Gateway is an add-on to ABAP, and enables simplified access to SAP. It aggregates data from different SAP systems with support for security, authorization and roles -- including single sign-on. Through the service consumption layer, information is rolled back to SAP, SAP Chief Technology Officer Vishal Sikka said. The consumption layer is an add-on to the NetWeaver 7.0 and SharePoint 2010.
“You need a way to enable that existing system to speak that new language. And you could enable that in two ways,” Sikka said in an interview. “You could go and tell the customers that you upgrade to this new software that is already enabled. Or, you could go and tell them that we have built a Gateway system that acts as a bridge. Gateway is that bridge from the existing system to the new world.”
Another problem with the initial version of Duet was that it was built around fixed scenarios, Loop said.
Duet Enterprise, on the other hand, comes with 25 out-of-the-box services that are meant to get customers started, but they are really intended to be used as models by customers, and ultimately partners, to build their own content.
A trio of development options for Duet
That content can be created in three ways, depending on the level of complexity necessary. Users with no coding experience can create content with SharePoint Designer. More customized products can be built through the ABAP Workbench, to facilitate things like Workflow. And very advanced, customized products can be built with Visual Designer, which leverages .NET standards.
In addition to internal development by customers, SAP and Microsoft are looking to partners to develop and sell these products -- with the idea that customers will download them, leverage the basic functionality and customize what they want.
Microsoft itself is one of Duet Enterprise’s first customers, because, as Loop put it, one of Microsoft IT’s missions is to “eat its own dog food.” In 12 weeks, using Duet Enterprise, Loop built an application for trading-related functionality with two SAP developers, two Microsoft developers and two subject matter experts, in conjunction with Accenture.
The right mix of skills is essential to success, Loop said.
“You’ve got a Microsoft world and an SAP world; it’s really oil and vinegar,” he said. “Microsoft thinks technology, SAP thinks processes.

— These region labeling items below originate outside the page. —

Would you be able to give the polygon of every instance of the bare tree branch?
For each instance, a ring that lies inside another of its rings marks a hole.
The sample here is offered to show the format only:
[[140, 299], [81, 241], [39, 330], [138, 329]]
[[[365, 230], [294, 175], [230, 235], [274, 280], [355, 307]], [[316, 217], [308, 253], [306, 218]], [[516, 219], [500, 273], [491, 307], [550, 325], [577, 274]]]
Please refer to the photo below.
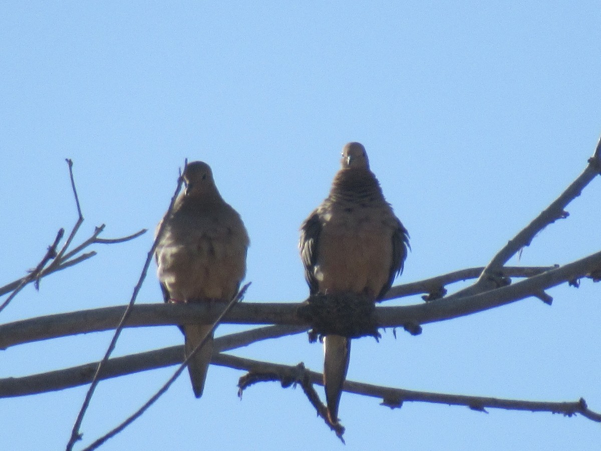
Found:
[[[531, 277], [558, 266], [558, 265], [552, 266], [506, 266], [501, 269], [501, 274], [505, 277]], [[397, 285], [388, 290], [383, 300], [387, 301], [422, 293], [429, 295], [428, 299], [425, 300], [433, 300], [437, 298], [436, 295], [446, 292], [444, 287], [447, 285], [468, 279], [478, 278], [484, 269], [484, 266], [468, 268], [425, 280]]]
[[[413, 305], [377, 307], [380, 327], [400, 327], [450, 319], [517, 301], [540, 291], [575, 279], [588, 277], [601, 268], [601, 252], [555, 268], [538, 275], [479, 295], [460, 298], [443, 298]], [[300, 304], [244, 302], [234, 307], [224, 323], [280, 324], [308, 326], [296, 314]], [[0, 325], [0, 349], [38, 340], [113, 329], [123, 314], [124, 307], [104, 307], [70, 313], [42, 316]], [[127, 327], [182, 324], [210, 324], [216, 312], [210, 305], [195, 304], [140, 304], [133, 306], [124, 323]]]
[[[187, 161], [185, 164], [187, 164]], [[175, 188], [175, 192], [173, 196], [171, 197], [171, 202], [169, 204], [169, 207], [167, 209], [167, 214], [172, 209], [173, 206], [175, 203], [175, 199], [177, 197], [177, 194], [180, 192], [180, 189], [182, 188], [182, 184], [183, 183], [183, 179], [181, 174], [178, 177], [177, 185]], [[75, 188], [75, 185], [74, 188]], [[79, 204], [79, 202], [78, 202]], [[88, 408], [88, 406], [90, 405], [90, 400], [92, 397], [92, 395], [94, 394], [94, 391], [98, 385], [99, 375], [102, 370], [102, 367], [105, 363], [108, 360], [109, 357], [112, 352], [113, 350], [115, 349], [115, 346], [117, 345], [117, 341], [119, 339], [119, 336], [121, 334], [121, 331], [123, 330], [123, 326], [125, 324], [127, 317], [129, 316], [130, 312], [131, 311], [132, 307], [133, 306], [134, 302], [136, 301], [136, 298], [138, 297], [138, 293], [139, 292], [140, 289], [142, 287], [142, 283], [144, 282], [144, 279], [146, 278], [146, 273], [148, 271], [148, 266], [150, 266], [150, 262], [152, 260], [153, 256], [154, 254], [154, 250], [156, 249], [157, 244], [159, 240], [160, 239], [162, 235], [163, 235], [163, 230], [165, 230], [165, 222], [162, 222], [160, 226], [159, 227], [159, 230], [157, 232], [156, 236], [154, 238], [154, 241], [150, 248], [150, 250], [148, 251], [148, 255], [146, 257], [146, 261], [144, 262], [144, 266], [142, 268], [142, 272], [140, 274], [140, 277], [138, 279], [138, 283], [133, 288], [133, 293], [132, 294], [132, 298], [129, 301], [129, 303], [127, 304], [125, 308], [124, 311], [123, 311], [123, 315], [121, 319], [119, 321], [118, 324], [117, 325], [117, 328], [115, 330], [115, 333], [113, 334], [113, 337], [111, 340], [111, 343], [109, 343], [106, 352], [105, 354], [104, 357], [98, 364], [98, 367], [96, 369], [96, 373], [94, 375], [94, 377], [92, 379], [92, 382], [90, 384], [90, 387], [88, 389], [88, 391], [86, 393], [85, 398], [84, 400], [84, 402], [82, 404], [81, 408], [79, 410], [79, 414], [78, 414], [77, 418], [75, 419], [75, 423], [73, 425], [73, 429], [71, 431], [71, 437], [69, 438], [69, 441], [67, 443], [66, 449], [67, 451], [72, 451], [73, 449], [73, 445], [75, 443], [81, 440], [81, 434], [79, 432], [79, 428], [81, 426], [81, 422], [84, 419], [84, 416], [85, 414], [85, 411]], [[96, 237], [94, 237], [96, 238]]]
[[120, 425], [117, 426], [116, 428], [115, 428], [109, 432], [108, 432], [105, 435], [103, 435], [97, 440], [96, 440], [93, 443], [92, 443], [89, 446], [87, 446], [85, 448], [84, 448], [84, 450], [87, 450], [96, 449], [98, 447], [99, 447], [108, 440], [111, 438], [112, 437], [115, 437], [118, 434], [119, 434], [119, 432], [120, 432], [121, 431], [127, 428], [129, 425], [130, 425], [132, 423], [135, 421], [136, 419], [139, 418], [139, 417], [144, 412], [145, 412], [148, 409], [148, 408], [150, 407], [150, 406], [154, 404], [154, 402], [156, 402], [156, 400], [159, 397], [160, 397], [160, 396], [165, 391], [166, 391], [169, 389], [169, 387], [171, 386], [171, 384], [173, 384], [174, 382], [175, 382], [175, 380], [177, 379], [178, 377], [179, 377], [180, 375], [182, 374], [182, 372], [183, 372], [186, 369], [186, 367], [188, 366], [188, 363], [194, 357], [194, 355], [198, 352], [198, 350], [201, 348], [202, 348], [203, 345], [204, 345], [204, 343], [206, 342], [209, 337], [212, 336], [213, 333], [215, 332], [215, 329], [217, 328], [217, 326], [219, 325], [219, 322], [223, 319], [224, 316], [228, 312], [228, 311], [230, 308], [232, 308], [232, 307], [234, 306], [235, 304], [238, 302], [239, 301], [242, 300], [242, 298], [244, 297], [244, 293], [246, 292], [246, 290], [248, 289], [248, 287], [250, 286], [250, 284], [251, 283], [249, 282], [243, 287], [242, 287], [242, 289], [238, 292], [237, 294], [236, 294], [236, 296], [234, 296], [234, 298], [230, 301], [230, 302], [227, 304], [227, 305], [225, 306], [225, 308], [223, 309], [223, 311], [221, 312], [221, 314], [217, 318], [217, 319], [215, 320], [215, 322], [213, 323], [213, 327], [211, 328], [210, 330], [207, 331], [207, 333], [204, 334], [204, 336], [203, 337], [202, 340], [200, 340], [200, 342], [196, 345], [196, 346], [192, 350], [192, 352], [191, 352], [188, 355], [188, 357], [186, 357], [186, 358], [184, 359], [184, 361], [182, 362], [182, 364], [180, 365], [179, 367], [178, 367], [175, 372], [174, 373], [173, 375], [169, 379], [168, 381], [167, 381], [167, 382], [165, 383], [165, 385], [163, 385], [159, 390], [158, 391], [157, 391], [154, 395], [153, 395], [144, 405], [142, 405], [139, 409], [136, 410], [132, 416], [130, 416], [126, 420], [125, 420], [125, 421], [124, 421], [123, 423], [121, 423]]
[[19, 279], [17, 281], [16, 284], [14, 289], [14, 291], [10, 293], [6, 300], [2, 302], [2, 304], [0, 305], [0, 311], [2, 311], [4, 308], [8, 305], [10, 301], [12, 301], [14, 296], [20, 292], [28, 283], [32, 281], [35, 281], [35, 289], [39, 289], [40, 288], [40, 278], [41, 277], [41, 272], [42, 269], [46, 266], [46, 264], [50, 260], [53, 259], [56, 256], [56, 247], [58, 245], [59, 242], [63, 238], [63, 235], [65, 233], [65, 229], [61, 229], [58, 230], [58, 233], [56, 233], [56, 238], [54, 239], [54, 242], [52, 243], [50, 246], [48, 247], [48, 250], [46, 253], [46, 255], [42, 258], [41, 261], [38, 263], [37, 266], [31, 271], [29, 271], [29, 274], [26, 275], [25, 277]]
[[569, 213], [564, 210], [566, 207], [579, 196], [587, 185], [600, 174], [600, 148], [601, 138], [597, 144], [593, 157], [588, 159], [588, 164], [582, 173], [570, 184], [559, 197], [493, 257], [474, 285], [455, 293], [456, 296], [466, 296], [497, 287], [498, 273], [503, 265], [523, 247], [529, 246], [537, 233], [557, 219], [564, 219], [568, 216]]
[[[229, 351], [248, 346], [260, 340], [278, 338], [304, 332], [306, 327], [268, 326], [226, 335], [215, 339], [216, 352]], [[184, 346], [179, 345], [141, 354], [109, 359], [100, 379], [124, 376], [140, 371], [162, 368], [181, 363]], [[22, 396], [53, 391], [90, 383], [98, 362], [20, 378], [0, 379], [0, 398]]]
[[[57, 252], [56, 249], [60, 240], [62, 239], [64, 234], [64, 229], [61, 229], [58, 231], [58, 233], [56, 235], [56, 238], [55, 239], [54, 243], [49, 247], [48, 251], [44, 258], [42, 259], [41, 261], [38, 264], [34, 269], [31, 270], [29, 274], [22, 277], [18, 280], [15, 280], [10, 283], [7, 284], [3, 287], [0, 287], [0, 296], [10, 292], [13, 292], [4, 302], [2, 305], [0, 306], [0, 311], [8, 305], [17, 293], [29, 282], [34, 281], [35, 288], [36, 289], [38, 289], [39, 288], [40, 280], [42, 278], [56, 271], [64, 269], [69, 266], [72, 266], [74, 265], [76, 265], [78, 263], [83, 262], [84, 260], [87, 260], [90, 257], [95, 256], [96, 253], [95, 251], [92, 251], [72, 259], [72, 257], [74, 257], [90, 245], [94, 243], [108, 244], [113, 243], [121, 243], [133, 239], [133, 238], [136, 238], [146, 232], [146, 229], [144, 229], [134, 233], [133, 235], [123, 237], [122, 238], [113, 239], [98, 238], [98, 235], [100, 235], [100, 233], [102, 233], [105, 229], [105, 226], [103, 224], [100, 227], [96, 228], [91, 238], [88, 239], [82, 244], [79, 245], [72, 251], [67, 252], [67, 249], [70, 245], [73, 238], [75, 236], [75, 235], [79, 230], [80, 226], [84, 221], [84, 217], [82, 215], [81, 208], [79, 205], [79, 200], [78, 197], [77, 189], [75, 188], [75, 182], [73, 179], [73, 162], [70, 159], [67, 159], [67, 163], [69, 165], [69, 176], [71, 179], [71, 186], [73, 188], [73, 196], [75, 198], [75, 203], [77, 207], [78, 215], [78, 220], [75, 226], [73, 227], [73, 229], [72, 229], [67, 241], [59, 251]], [[52, 261], [50, 262], [50, 260]], [[47, 266], [46, 266], [46, 265], [49, 262], [50, 262], [50, 263]]]

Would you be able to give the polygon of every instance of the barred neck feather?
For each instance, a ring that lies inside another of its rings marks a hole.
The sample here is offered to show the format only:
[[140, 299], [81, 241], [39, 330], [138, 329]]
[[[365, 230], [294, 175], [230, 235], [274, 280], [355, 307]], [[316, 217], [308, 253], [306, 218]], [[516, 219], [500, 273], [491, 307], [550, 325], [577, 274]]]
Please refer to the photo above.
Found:
[[370, 201], [386, 203], [380, 183], [371, 171], [346, 168], [338, 171], [328, 198], [332, 202], [359, 203]]

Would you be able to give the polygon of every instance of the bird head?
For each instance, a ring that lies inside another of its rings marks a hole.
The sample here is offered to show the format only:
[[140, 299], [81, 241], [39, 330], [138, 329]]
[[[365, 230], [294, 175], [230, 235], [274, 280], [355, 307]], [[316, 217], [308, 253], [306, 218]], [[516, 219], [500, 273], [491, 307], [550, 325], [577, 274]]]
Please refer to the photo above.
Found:
[[188, 163], [184, 168], [186, 195], [203, 194], [216, 189], [210, 167], [203, 161]]
[[348, 168], [369, 169], [370, 167], [365, 148], [359, 143], [349, 143], [344, 147], [340, 162], [342, 164], [343, 169]]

People aren’t going to be successful if they give the SAP guy Microsoft or the Microsoft guy SAP. Put them together on a multidisciplinary team to really be successful on this.”
One of the best features of Duet Enterprise is the single sign-on out of the box, Loop said. An ID can be passed between the two, even if that ID is different in the two different systems. All the rules created in SAP are still enforced in SharePoint -- if the user doesn’t have access in SAP, he doesn’t have access in SharePoint, Loop said.

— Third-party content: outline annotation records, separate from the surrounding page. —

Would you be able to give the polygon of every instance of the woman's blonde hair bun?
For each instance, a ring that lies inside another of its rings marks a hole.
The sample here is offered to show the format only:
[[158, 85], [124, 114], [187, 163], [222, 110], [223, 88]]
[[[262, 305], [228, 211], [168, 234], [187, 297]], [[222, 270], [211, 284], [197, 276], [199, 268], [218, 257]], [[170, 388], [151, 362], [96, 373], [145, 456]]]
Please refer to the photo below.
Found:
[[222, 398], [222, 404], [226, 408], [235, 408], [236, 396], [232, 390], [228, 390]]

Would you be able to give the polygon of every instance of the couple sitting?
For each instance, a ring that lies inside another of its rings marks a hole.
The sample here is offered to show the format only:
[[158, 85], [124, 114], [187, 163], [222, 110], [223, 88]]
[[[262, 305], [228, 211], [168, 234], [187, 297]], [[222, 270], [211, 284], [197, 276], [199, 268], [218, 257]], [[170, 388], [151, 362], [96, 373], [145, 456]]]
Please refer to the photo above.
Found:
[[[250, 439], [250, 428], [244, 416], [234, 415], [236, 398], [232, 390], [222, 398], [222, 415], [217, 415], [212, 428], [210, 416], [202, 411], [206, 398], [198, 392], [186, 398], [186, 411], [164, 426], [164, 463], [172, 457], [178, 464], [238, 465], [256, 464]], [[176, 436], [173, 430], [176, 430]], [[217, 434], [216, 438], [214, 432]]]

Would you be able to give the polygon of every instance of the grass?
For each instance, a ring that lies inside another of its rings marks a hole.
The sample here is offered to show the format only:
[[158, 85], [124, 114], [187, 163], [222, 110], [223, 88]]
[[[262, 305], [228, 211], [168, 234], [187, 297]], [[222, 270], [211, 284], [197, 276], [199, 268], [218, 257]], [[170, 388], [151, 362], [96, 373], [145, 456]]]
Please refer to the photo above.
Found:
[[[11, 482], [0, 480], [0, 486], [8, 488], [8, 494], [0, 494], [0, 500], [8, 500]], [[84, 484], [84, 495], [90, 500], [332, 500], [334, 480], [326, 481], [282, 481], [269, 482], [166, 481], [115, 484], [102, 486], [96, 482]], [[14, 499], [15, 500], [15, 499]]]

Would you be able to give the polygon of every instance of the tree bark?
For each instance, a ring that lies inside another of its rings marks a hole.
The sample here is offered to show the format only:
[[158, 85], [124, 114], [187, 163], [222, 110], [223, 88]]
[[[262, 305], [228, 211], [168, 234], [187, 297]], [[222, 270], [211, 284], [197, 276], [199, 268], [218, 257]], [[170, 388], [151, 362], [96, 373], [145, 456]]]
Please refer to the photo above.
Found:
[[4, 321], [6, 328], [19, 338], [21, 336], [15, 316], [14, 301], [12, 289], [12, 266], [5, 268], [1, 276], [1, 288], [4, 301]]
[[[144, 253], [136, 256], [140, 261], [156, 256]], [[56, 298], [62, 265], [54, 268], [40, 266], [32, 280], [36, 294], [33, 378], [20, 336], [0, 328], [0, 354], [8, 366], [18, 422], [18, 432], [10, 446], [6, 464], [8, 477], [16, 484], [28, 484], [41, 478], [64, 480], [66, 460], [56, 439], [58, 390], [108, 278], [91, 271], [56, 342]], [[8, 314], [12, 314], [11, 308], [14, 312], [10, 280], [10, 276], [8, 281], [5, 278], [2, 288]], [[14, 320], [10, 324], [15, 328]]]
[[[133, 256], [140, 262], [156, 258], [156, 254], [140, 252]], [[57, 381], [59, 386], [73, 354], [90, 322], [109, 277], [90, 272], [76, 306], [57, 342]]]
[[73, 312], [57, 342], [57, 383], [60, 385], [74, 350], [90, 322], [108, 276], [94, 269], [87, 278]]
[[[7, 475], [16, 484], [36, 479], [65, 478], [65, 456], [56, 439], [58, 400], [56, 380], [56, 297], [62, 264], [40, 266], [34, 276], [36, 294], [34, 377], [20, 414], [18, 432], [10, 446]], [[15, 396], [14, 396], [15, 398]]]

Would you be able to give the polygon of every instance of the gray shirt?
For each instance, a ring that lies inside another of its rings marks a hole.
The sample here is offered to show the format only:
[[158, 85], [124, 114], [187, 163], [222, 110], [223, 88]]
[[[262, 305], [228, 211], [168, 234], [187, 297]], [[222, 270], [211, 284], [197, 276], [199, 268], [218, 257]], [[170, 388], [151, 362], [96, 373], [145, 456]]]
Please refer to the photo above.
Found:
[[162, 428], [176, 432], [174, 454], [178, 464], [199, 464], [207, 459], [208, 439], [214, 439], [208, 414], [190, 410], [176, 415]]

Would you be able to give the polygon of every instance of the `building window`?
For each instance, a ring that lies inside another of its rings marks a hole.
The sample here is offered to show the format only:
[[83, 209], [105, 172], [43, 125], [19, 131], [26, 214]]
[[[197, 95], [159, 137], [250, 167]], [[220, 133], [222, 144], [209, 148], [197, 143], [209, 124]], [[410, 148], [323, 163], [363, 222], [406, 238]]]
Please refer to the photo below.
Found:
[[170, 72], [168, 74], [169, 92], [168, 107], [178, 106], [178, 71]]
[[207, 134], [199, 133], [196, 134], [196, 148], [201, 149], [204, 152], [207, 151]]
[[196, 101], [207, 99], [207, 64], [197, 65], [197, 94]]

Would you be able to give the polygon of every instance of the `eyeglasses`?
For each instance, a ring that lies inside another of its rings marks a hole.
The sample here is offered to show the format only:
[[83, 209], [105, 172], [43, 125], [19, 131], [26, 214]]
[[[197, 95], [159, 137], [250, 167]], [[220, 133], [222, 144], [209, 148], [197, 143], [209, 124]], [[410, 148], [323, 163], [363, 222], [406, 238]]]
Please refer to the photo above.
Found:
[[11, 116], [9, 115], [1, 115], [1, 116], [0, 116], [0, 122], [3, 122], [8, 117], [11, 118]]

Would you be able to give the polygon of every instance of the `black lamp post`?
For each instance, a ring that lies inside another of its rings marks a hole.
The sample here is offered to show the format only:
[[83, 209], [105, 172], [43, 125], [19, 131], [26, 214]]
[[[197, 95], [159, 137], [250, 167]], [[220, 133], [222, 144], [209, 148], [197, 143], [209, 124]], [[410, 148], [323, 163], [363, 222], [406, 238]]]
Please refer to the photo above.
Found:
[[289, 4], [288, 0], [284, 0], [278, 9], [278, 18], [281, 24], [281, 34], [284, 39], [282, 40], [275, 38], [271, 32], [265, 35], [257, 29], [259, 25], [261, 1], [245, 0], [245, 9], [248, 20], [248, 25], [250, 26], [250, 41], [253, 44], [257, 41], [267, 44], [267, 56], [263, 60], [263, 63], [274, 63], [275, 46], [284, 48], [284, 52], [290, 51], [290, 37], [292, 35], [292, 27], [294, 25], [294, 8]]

“I can get that stuff out of the box,” he said. “That’s a tremendous value proposition.”
But with all of these new advantages, Loop saw one major problem. Duet Enterprise goes from a browser, to SharePoint, to Gateway to the back end SAP system.
“Who do I go to if it doesn’t work?” he said.
With his team’s help, Microsoft and SAP now include a tracing tool that monitors all of these environments. Customers access that information in Solution Manager.
There are questions that remain around the initiative. Customers at TechEd asked how Gateway would handle SharePoint and SAP separated by a firewall. SAP said it’s working on enabling this through full-fledged XML.
In turn, other than speed and ease of deployment, some customers questioned whether Duet Enterprise would be any different than what they could already do in NetWeaver PI.
“I’m a PI guy,” said Erick Sick, an SAP developer for FMC Technologies. But he expressed interest in Duet Enterprise all the same. “A lot of what I see, I can do in PI, with some of the ecosystem tools tied into that already.”
But the value proposition and excitement remain strong.
“I think the ability to show up at your desk and be able to understand what to do,” is really what his users want, said a senior manager at a large pharmaceutical company.